Here we go again -- Florida, home of the hanging chads, and in particular Palm Beach County, inventor of the “butterfly ballot,” has created another election mess just as a tight finish for president -- in the nation and in all-important Florida -- is approaching quickly.
The Palm Beach Post reports that 27,000 filled-out absentee ballots in Palm Beach County were improperly printed and cannot be read by tabulation machines. So, in another one of those high-tech solutions for which Florida election officials are famous, the votes cast on all those ballots will be copied by hand onto properly laid-out ballots.
Representatives from both the Obama and Romney campaigns will be present, watching for signs of trouble. But with just 527 votes deciding the Florida presidential outcome in the disputed election of 2000, the prospect for errors in a 27,000-ballot recounting project seems frightening.
“Every time you duplicate a ballot, you run
the risk of making a mistake, particularly with 27,000 ballots,” former Florida
Secretary of State Kurt Browning -- whose job included overseeing the state’s
elections bureaucracy -- told The Palm Beach Post.
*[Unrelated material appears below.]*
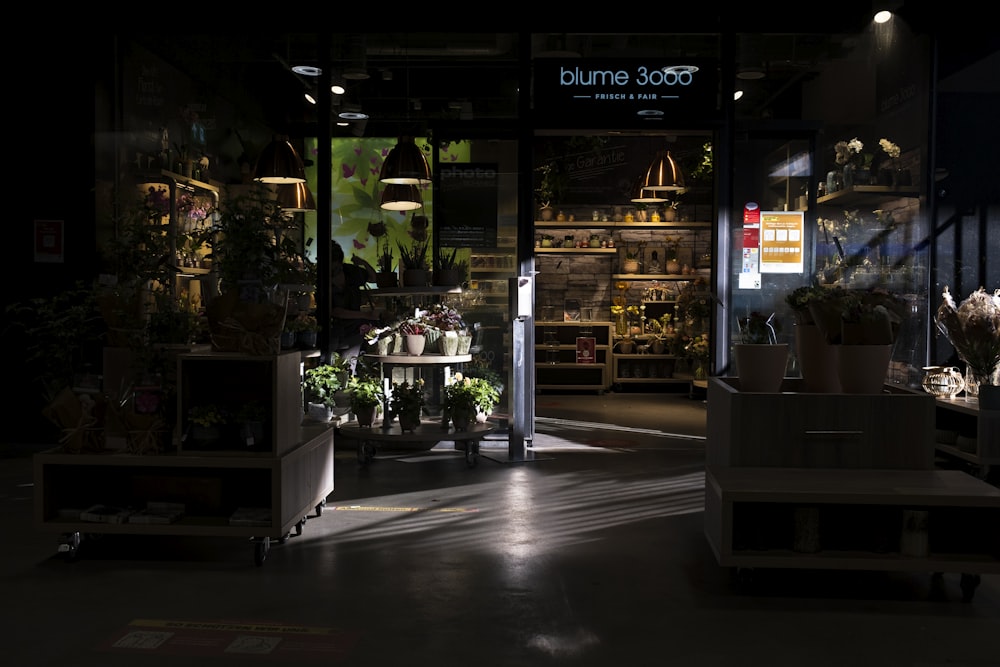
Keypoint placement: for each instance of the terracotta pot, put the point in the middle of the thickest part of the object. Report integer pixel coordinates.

Miami attorney Raquel Rodriguez,
statewide co-chair of Lawyers for Romney, objected last week to the process
that county Election Supervisor Susan Bucher had designed for the hand-copying,
saying it didn’t follow state law, The Post reported. “She’s inventing a procedure,”
Rodriguez said.
Adding to the drama is the fact that
Florida (and Michigan and countless other states) did not learn one of the
basic lessons of 2000: Election officials should not be chosen for office in
partisan elections, and they should not be allowed to delve into partisan
politics.
In this case, Bucher, who is
overseeing the ballot recreation process, is a former Democratic member of the
state House.
I may be partial but I say that, if
you’re going to have a ballot-counting controversy, stick with the chads.